Advocacy e Associazioni 13 Maggio 2026 19:20

FAVO. Verso la XXI Giornata del malato oncologico: diritti, assistenza e voce dei pazienti

L’iniziativa rappresenta il cuore dell’attività della Federazione e riporta al centro del dibattito pubblico assistenza, diritti, qualità della vita e disuguaglianze nell’accesso alle cure

di Redazione
FAVO. Verso la XXI Giornata del malato oncologico: diritti, assistenza e voce dei pazienti

La Federazione italiana delle associazioni di volontariato in oncologia si prepara alla XXI Giornata nazionale del malato oncologico, appuntamento che anche nel 2026 torna a richiamare l’attenzione sui bisogni delle persone con tumore, degli ex malati, dei sopravvissuti al cancro e dei familiari che vivono da vicino l’esperienza della malattia. L’iniziativa, come ricorda FAVO, rappresenta il cuore dell’attività della Federazione e si celebra ogni anno nella terza domenica di maggio.

L’edizione 2026 si articolerà in una serie di appuntamenti in programma dal 14 al 17 maggio. Ad aprire le celebrazioni sarà, giovedì 14 maggio dalle 9.30 alle 13, la presentazione del 18° Rapporto sulla condizione assistenziale dei malati oncologici nella Sala degli Atti Parlamentari della Biblioteca del Senato “Giovanni Spadolini”, a Roma. I lavori saranno trasmessi anche in diretta streaming sulla WebTv del Senato. Nei giorni successivi sono previsti incontri di approfondimento, momenti di confronto con le associazioni di volontariato, l’assemblea dei soci FAVO e la proclamazione dei nuovi organi associativi della Federazione.

Il Rapporto annuale dell’Osservatorio sulla condizione assistenziale dei malati oncologici rappresenta uno degli strumenti principali dell’advocacy oncologica promossa da FAVO. Il documento punta infatti a rilevare e documentare le disparità di accesso ai trattamenti diagnostici e terapeutici nelle diverse regioni italiane, a evidenziare le principali criticità relative a diagnosi, trattamento e assistenza e a proporre iniziative di natura legislativa o gestionale, nel rispetto dei criteri di appropriatezza e sostenibilità.

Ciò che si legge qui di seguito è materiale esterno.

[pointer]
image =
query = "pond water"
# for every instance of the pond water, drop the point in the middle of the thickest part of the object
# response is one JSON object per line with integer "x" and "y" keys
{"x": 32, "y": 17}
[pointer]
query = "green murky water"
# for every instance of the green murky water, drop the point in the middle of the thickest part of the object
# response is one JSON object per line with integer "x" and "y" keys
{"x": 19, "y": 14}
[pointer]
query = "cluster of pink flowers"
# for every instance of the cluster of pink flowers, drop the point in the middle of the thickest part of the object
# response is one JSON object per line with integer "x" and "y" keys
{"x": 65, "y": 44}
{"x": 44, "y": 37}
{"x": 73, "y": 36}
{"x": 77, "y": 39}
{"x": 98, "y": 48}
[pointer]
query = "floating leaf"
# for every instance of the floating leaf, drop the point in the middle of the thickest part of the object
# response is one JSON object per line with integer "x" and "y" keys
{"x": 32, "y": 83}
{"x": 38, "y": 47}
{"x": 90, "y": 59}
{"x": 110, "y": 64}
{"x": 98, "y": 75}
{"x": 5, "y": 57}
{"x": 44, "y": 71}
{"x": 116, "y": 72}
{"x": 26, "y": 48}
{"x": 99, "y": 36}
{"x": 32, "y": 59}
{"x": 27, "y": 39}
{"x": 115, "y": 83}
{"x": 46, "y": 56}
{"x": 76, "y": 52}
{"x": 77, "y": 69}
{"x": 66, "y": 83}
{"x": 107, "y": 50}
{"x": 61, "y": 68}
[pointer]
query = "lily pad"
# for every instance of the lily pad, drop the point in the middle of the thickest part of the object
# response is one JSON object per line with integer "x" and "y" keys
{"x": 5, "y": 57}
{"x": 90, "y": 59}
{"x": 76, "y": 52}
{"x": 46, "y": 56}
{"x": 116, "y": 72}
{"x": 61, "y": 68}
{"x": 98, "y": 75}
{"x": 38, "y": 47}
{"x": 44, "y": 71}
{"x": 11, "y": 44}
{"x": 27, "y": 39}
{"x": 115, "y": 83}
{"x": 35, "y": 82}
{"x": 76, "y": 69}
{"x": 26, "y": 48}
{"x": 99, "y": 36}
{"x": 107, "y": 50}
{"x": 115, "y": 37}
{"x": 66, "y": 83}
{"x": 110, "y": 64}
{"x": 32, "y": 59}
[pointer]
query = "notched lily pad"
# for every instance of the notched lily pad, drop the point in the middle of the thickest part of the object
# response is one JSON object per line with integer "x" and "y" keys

Tra i temi al centro dell’edizione 2026 figurano il ruolo delle associazioni di pazienti e volontariato nelle reti oncologiche regionali e nel Servizio sanitario nazionale, i Percorsi diagnostico-terapeutici assistenziali (PDTA), il sostegno al reddito dei lavoratori malati di cancro e dei caregiver oncologici, la qualità della vita, la nutrizione clinica, l’esercizio fisico come supporto terapeutico, la prevenzione e l’accesso alle cure. Spazio anche al confronto sulle disuguaglianze territoriali dell’assistenza e sulle prospettive organizzative dell’oncologia italiana.

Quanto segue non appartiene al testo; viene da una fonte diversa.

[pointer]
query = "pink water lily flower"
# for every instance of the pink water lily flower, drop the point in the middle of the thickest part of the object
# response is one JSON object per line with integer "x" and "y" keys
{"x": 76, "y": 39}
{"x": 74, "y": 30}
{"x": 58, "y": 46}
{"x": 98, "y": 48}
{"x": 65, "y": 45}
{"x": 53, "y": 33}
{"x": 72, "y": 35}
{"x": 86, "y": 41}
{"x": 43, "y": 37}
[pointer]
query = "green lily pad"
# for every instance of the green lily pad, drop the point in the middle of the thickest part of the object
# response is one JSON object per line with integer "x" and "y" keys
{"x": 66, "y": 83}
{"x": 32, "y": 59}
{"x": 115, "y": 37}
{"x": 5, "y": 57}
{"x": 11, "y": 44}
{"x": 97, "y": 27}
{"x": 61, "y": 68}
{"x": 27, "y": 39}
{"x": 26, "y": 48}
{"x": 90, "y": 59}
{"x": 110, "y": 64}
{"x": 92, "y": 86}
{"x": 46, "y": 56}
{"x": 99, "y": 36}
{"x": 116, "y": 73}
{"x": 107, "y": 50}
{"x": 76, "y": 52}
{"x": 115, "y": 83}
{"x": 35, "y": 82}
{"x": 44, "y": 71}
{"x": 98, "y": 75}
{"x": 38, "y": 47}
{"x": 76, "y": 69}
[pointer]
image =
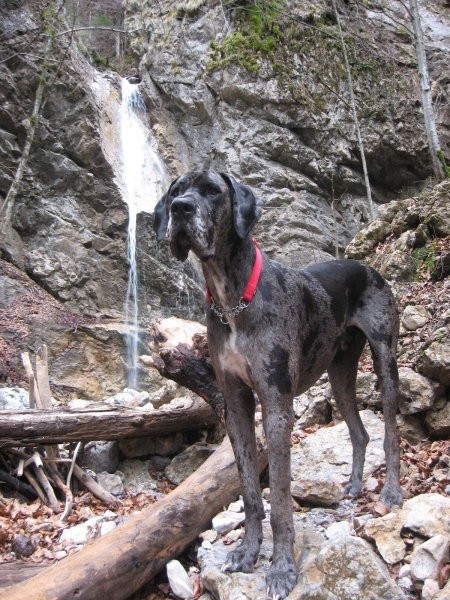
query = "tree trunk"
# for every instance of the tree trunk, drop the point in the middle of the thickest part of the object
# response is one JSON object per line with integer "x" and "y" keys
{"x": 122, "y": 561}
{"x": 427, "y": 101}
{"x": 33, "y": 427}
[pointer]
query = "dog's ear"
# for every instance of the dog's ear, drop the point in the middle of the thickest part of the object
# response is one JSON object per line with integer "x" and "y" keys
{"x": 161, "y": 218}
{"x": 246, "y": 207}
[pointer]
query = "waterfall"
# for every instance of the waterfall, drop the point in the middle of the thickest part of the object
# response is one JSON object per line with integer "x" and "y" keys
{"x": 143, "y": 180}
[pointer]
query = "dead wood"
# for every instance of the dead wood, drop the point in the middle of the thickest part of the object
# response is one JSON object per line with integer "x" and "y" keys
{"x": 190, "y": 366}
{"x": 122, "y": 561}
{"x": 33, "y": 427}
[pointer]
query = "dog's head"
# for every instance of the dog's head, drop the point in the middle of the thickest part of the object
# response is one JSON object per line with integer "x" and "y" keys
{"x": 201, "y": 210}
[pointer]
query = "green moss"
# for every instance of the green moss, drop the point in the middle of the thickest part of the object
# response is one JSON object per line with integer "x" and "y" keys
{"x": 257, "y": 35}
{"x": 445, "y": 165}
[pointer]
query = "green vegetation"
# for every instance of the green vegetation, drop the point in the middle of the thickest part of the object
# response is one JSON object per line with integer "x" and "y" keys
{"x": 445, "y": 165}
{"x": 257, "y": 35}
{"x": 425, "y": 259}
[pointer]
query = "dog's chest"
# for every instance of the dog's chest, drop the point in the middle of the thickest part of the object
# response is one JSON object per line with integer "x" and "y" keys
{"x": 232, "y": 359}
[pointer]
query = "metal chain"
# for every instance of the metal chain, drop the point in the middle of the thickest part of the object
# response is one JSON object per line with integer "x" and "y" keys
{"x": 224, "y": 314}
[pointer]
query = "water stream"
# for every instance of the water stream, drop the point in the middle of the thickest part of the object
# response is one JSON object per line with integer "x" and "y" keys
{"x": 143, "y": 180}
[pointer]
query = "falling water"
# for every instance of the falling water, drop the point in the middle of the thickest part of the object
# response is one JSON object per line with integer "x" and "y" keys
{"x": 143, "y": 181}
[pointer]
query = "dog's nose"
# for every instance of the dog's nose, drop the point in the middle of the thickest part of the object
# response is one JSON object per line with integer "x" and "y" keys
{"x": 183, "y": 207}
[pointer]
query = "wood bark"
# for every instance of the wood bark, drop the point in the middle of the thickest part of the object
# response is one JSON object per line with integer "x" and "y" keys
{"x": 33, "y": 427}
{"x": 121, "y": 562}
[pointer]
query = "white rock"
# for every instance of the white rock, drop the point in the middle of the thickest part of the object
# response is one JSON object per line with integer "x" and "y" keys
{"x": 414, "y": 317}
{"x": 106, "y": 527}
{"x": 226, "y": 521}
{"x": 237, "y": 506}
{"x": 81, "y": 533}
{"x": 430, "y": 589}
{"x": 339, "y": 531}
{"x": 179, "y": 581}
{"x": 428, "y": 559}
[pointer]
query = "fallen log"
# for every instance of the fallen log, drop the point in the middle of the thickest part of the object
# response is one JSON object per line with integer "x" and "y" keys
{"x": 33, "y": 427}
{"x": 121, "y": 562}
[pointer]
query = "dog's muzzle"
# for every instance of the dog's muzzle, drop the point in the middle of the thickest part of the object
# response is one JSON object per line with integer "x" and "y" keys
{"x": 182, "y": 212}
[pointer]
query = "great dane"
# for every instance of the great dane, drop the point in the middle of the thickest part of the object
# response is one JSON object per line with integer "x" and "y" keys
{"x": 276, "y": 339}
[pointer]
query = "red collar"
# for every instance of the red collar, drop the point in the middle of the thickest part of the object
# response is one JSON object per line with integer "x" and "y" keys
{"x": 252, "y": 283}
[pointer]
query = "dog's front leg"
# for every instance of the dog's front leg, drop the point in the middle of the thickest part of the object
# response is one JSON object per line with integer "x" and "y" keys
{"x": 240, "y": 422}
{"x": 278, "y": 421}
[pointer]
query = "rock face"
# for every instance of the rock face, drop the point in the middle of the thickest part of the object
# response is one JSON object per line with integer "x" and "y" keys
{"x": 270, "y": 115}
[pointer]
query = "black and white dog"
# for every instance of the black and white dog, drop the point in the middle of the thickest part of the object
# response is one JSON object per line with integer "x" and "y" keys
{"x": 274, "y": 330}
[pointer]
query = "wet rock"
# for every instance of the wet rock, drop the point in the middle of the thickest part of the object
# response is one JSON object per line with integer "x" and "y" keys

Il significato della Giornata va oltre la dimensione celebrativa. Nella pagina dedicata all’iniziativa, FAVO sottolinea infatti che l’appuntamento è rivolto non solo ai malati, ma anche agli ex malati, ai sopravvissuti e a tutte le persone che hanno condiviso ansie, preoccupazioni e speranze legate alla malattia oncologica. Nel corso degli anni la Federazione ha portato al centro del dibattito pubblico questioni come l’accesso alle terapie, la riabilitazione, il rapporto medico-paziente, le cure palliative, la terapia del dolore, i diritti sul lavoro e la corretta informazione ai pazienti.

È in questa prospettiva che la Giornata nazionale del malato oncologico continua a configurarsi come un momento di advocacy pubblica. La direttiva istitutiva del 2006 indicava già l’obiettivo di promuovere iniziative di sensibilizzazione e solidarietà per accendere l’attenzione sui problemi della persona malata di cancro e di quanti sono coinvolti direttamente o indirettamente nella sua esperienza, con la finalità di sviluppare politiche pubbliche e private capaci di ampliare le possibilità di guarigione o di convivenza dignitosa con la malattia.

Per il volontariato oncologico, dunque, l’appuntamento del 2026 conferma una traiettoria consolidata: portare nelle sedi istituzionali e nel dibattito pubblico i bisogni concreti dei pazienti e delle famiglie, trasformando l’esperienza associativa in proposta, monitoraggio e partecipazione alle politiche sanitarie.